Такой долгий сон двух влюбленных превосходил мое детское понимание. Я уже знал, что, когда люди умирают (как, например, старуха соседка, исчезновение которой минувшей зимой мне так понятно объяснили), они засыпают навсегда. Выходит, как возлюбленные из песенки? Любовь и смерть странно сплавились в моей юной голове. Печальная мелодия только усугубляла мое смятение. Любовь, смерть, красота… И это вечернее небо, ветер, запах степи, которые благодаря песенке я ощущал так, словно именно в это мгновение и начал по-настоящему жить.

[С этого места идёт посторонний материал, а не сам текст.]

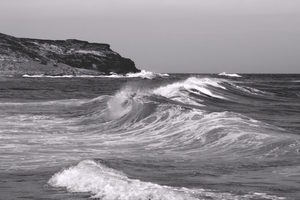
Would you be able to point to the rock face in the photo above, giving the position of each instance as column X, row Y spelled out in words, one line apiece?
column 20, row 56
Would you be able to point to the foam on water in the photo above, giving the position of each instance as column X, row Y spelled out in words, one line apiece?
column 109, row 184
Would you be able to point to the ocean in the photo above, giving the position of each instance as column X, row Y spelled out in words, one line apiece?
column 176, row 137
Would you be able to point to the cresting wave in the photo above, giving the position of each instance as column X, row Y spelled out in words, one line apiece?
column 163, row 121
column 108, row 184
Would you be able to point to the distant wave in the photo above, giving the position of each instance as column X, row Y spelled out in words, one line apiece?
column 143, row 74
column 229, row 75
column 109, row 184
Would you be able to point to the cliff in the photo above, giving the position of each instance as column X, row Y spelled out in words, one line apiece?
column 20, row 56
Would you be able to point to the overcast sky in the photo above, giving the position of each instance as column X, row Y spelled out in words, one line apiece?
column 203, row 36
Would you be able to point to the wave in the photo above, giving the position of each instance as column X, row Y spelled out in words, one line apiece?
column 109, row 184
column 143, row 74
column 229, row 75
column 161, row 111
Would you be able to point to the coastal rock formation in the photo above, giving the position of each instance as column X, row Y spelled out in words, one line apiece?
column 19, row 56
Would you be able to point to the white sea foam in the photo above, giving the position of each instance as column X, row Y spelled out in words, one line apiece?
column 109, row 184
column 229, row 75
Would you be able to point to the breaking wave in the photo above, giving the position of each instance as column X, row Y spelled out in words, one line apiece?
column 108, row 184
column 185, row 118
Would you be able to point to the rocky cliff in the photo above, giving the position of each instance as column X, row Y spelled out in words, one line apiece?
column 20, row 56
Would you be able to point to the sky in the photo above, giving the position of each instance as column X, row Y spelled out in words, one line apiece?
column 200, row 36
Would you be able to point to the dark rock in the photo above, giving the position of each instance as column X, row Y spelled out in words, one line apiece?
column 23, row 55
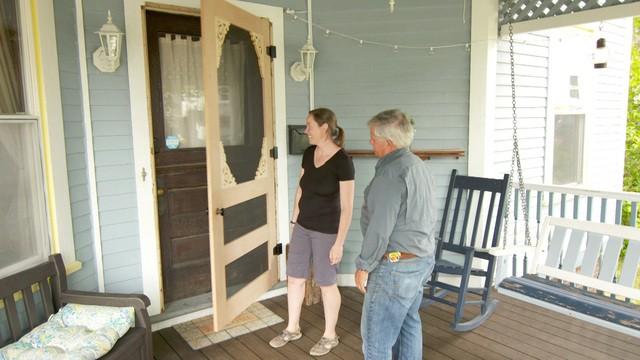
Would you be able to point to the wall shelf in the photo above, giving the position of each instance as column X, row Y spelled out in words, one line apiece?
column 422, row 154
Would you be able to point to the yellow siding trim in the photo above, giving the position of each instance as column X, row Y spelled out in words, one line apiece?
column 46, row 153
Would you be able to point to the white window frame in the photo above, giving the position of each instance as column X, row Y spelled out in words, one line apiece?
column 57, row 229
column 565, row 105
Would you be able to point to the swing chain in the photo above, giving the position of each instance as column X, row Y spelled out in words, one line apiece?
column 515, row 157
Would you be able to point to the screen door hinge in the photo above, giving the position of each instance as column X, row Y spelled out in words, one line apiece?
column 277, row 250
column 271, row 50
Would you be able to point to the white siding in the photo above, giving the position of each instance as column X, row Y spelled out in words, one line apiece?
column 532, row 71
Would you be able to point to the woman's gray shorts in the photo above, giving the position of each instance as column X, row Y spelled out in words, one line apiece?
column 306, row 247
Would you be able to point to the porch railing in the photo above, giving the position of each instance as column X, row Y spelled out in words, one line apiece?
column 563, row 201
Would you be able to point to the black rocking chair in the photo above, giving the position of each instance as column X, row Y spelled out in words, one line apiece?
column 462, row 240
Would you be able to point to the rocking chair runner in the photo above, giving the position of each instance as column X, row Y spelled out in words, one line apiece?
column 453, row 239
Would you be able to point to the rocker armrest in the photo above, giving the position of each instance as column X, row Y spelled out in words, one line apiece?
column 509, row 250
column 137, row 301
column 464, row 250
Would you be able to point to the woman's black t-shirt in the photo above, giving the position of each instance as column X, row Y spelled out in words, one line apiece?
column 320, row 202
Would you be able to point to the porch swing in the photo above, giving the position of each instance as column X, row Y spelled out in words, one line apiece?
column 453, row 239
column 561, row 278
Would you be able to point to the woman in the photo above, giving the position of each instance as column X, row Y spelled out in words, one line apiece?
column 321, row 217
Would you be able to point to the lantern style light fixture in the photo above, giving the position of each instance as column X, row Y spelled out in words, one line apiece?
column 301, row 70
column 601, row 53
column 107, row 57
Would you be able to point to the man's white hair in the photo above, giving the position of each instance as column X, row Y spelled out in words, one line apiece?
column 393, row 125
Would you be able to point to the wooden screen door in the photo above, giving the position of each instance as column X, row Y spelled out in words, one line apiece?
column 240, row 171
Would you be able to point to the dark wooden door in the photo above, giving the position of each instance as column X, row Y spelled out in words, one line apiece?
column 180, row 156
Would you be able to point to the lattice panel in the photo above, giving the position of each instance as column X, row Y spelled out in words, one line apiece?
column 523, row 10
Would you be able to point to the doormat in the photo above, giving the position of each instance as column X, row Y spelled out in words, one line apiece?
column 199, row 333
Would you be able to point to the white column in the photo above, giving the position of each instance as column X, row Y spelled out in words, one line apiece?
column 482, row 86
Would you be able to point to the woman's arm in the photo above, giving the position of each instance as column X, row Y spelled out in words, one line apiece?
column 296, row 207
column 346, row 212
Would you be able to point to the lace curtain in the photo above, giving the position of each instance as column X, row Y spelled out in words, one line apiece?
column 19, row 227
column 183, row 98
column 11, row 96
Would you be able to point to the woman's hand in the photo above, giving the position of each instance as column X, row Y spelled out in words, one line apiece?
column 335, row 255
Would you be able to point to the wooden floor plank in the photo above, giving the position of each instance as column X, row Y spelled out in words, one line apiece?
column 179, row 345
column 517, row 330
column 162, row 350
column 215, row 352
column 290, row 351
column 237, row 350
column 262, row 349
column 314, row 315
column 575, row 323
column 310, row 330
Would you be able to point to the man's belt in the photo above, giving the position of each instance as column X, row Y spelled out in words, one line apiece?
column 395, row 256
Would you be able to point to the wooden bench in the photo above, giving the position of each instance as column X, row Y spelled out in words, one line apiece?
column 51, row 281
column 575, row 273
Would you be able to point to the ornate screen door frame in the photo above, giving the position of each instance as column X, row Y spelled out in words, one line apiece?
column 224, row 192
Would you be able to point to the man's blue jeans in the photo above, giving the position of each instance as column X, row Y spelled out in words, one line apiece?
column 390, row 319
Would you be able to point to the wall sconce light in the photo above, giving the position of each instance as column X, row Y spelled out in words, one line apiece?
column 107, row 57
column 301, row 70
column 600, row 54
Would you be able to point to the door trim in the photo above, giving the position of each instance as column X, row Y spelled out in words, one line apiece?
column 142, row 145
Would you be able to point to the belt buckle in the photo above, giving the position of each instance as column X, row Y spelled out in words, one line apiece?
column 394, row 256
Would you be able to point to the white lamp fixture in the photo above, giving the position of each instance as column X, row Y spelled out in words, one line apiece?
column 301, row 70
column 107, row 57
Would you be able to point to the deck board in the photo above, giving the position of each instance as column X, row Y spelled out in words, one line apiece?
column 517, row 330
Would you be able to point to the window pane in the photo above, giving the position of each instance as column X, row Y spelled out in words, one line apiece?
column 21, row 213
column 182, row 96
column 240, row 104
column 11, row 87
column 567, row 149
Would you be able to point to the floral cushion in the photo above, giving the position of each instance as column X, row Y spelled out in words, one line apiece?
column 81, row 332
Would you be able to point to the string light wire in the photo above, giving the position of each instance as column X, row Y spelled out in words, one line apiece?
column 362, row 42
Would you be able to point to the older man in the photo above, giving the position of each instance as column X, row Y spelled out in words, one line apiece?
column 397, row 256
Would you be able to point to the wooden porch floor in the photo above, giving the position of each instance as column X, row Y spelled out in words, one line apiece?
column 517, row 330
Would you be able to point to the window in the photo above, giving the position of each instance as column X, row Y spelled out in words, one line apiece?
column 568, row 149
column 23, row 240
column 574, row 88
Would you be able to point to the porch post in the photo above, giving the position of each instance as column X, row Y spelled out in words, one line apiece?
column 482, row 86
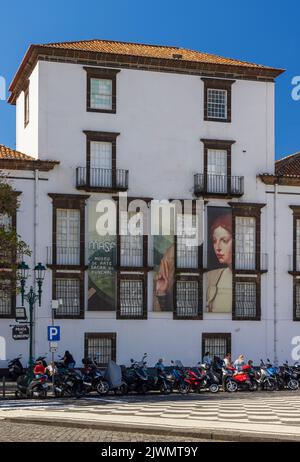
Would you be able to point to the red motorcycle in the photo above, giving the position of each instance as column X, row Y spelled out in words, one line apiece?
column 194, row 380
column 243, row 380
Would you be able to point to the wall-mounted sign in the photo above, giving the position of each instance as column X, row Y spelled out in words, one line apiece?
column 20, row 332
column 21, row 314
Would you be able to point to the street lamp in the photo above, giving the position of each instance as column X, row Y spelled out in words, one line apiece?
column 31, row 297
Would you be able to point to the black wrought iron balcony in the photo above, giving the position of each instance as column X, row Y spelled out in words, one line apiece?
column 218, row 185
column 63, row 256
column 101, row 179
column 187, row 258
column 251, row 261
column 133, row 254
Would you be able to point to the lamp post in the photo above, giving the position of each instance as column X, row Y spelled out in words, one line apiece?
column 31, row 297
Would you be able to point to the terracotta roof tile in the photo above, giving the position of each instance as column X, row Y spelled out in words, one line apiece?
column 152, row 51
column 289, row 165
column 8, row 153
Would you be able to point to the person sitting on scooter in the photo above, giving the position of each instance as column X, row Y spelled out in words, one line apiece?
column 68, row 360
column 207, row 358
column 160, row 365
column 227, row 364
column 39, row 369
column 239, row 363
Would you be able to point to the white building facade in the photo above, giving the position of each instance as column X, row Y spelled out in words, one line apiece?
column 157, row 123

Второе воспоминание было таким отдаленным, что я даже не мог отнести его к какому-то определенному времени. В этой туманности не было даже отчетливого сознания моего «я». Только пронзительное ощущение света, пряный запах трав и серебристые нити, прошивающие синюю плотность воздуха, – много лет спустя я узнаю в этих нитях летучую паутину, так называемую пряжу Святой Девы. Неуловимый и смутный этот отблеск будет мне, однако, дорог, потому что мне удастся внушить себе, что реминисценция восходит ко времени, когда я еще только должен был появиться на свет. Да что этот отзвук доносится ко мне от моих французских предков. Дело в том, что в одном из рассказов бабушки я обнаружу все подробности этого воспоминания: осеннее солнце ее поездки в Прованс, запах лаванды и даже эту самую пряжу Святой Девы, плывущую в ароматном воздухе. Но я никогда не осмелюсь рассказать бабушке о моем детском предощущении…
А на следующее лето мы с сестрой увидели, как наша бабушка плачет… Увидели впервые в жизни.

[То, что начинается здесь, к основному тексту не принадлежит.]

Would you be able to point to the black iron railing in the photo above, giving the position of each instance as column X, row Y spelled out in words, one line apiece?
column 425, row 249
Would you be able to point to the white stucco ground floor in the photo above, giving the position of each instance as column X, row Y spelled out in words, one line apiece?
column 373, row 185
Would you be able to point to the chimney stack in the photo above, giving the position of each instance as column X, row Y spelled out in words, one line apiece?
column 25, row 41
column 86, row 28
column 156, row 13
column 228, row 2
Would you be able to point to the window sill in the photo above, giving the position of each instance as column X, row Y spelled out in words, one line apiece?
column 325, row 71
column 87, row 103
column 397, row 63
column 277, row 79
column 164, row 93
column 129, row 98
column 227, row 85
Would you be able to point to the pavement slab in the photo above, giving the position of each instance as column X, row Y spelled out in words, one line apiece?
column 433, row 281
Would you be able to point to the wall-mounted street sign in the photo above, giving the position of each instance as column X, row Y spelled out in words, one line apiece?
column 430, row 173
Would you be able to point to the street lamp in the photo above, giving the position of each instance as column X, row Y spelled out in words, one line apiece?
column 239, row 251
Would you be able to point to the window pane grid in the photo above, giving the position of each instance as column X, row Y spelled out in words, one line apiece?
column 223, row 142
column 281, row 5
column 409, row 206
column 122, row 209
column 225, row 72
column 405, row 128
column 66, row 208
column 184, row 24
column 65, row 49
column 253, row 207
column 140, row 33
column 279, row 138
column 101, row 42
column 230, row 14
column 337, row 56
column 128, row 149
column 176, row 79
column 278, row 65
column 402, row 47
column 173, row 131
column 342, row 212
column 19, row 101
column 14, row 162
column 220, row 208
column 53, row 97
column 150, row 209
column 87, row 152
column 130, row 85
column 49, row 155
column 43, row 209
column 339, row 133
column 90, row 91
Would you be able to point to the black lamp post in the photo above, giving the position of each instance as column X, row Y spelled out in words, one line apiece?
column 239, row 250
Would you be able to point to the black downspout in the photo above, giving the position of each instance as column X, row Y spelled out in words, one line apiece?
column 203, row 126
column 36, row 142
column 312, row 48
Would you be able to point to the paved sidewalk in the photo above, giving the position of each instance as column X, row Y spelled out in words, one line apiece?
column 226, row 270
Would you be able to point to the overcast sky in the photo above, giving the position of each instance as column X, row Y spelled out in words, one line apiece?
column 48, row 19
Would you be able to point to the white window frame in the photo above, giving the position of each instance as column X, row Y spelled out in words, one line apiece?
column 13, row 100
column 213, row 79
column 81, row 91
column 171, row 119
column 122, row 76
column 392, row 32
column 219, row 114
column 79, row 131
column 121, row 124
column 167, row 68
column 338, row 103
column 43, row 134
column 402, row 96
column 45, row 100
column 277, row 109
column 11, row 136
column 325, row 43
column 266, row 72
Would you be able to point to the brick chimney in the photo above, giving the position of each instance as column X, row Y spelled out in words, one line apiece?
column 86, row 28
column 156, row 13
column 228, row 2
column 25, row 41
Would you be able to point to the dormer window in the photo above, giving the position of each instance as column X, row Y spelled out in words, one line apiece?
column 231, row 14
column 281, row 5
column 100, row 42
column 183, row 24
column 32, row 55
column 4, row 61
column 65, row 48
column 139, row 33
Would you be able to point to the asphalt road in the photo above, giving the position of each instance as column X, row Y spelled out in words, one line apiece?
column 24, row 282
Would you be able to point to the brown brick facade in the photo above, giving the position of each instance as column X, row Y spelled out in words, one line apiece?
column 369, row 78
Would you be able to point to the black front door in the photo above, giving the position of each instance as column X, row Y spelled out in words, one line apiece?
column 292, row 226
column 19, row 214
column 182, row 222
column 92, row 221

Она была в наших глазах чем-то вроде божества, справедливого и снисходительного, всегда ровная, ничем не омраченная. История ее жизни, давно уже ставшая мифом, возвышала ее над горестями простых смертных. Нет, слез мы не увидели. Только скорбно сжались ее губы, стали мелко подергиваться щеки и часто заморгали ресницы…
Мы сидели на ковре, усеянном смятыми бумажками, и самозабвенно играли в захватывающую игру: извлекали камешки из белых «папильоток», в которые они были завернуты, и сравнивали их: вот поблескивает кварц, а вот гладкая, приятная на ощупь галька. На бумажках были написаны слова, которые мы по своему невежеству приняли за загадочные названия минералов: «Фекан», «Ла-Рошель», «Байонна»… В одной из бумажек мы даже обнаружили какой-то похожий на железо шершавый обломок со следами ржавчины. Мы решили, что прочли название странного металла: «Верден». Так мы распотрошили многие образцы этой коллекции. За несколько мгновений до того, как вошла бабушка, игра приняла более бурный оборот. Мы стали отнимать друг у друга самые красивые камни, испытывали их на прочность, стуча одним о другой, иногда их разбивали. Те, что показались нам уродливыми, вроде этого самого «Вердена», мы выкинули в окно на клумбу с георгинами. Некоторые бумажки порвались…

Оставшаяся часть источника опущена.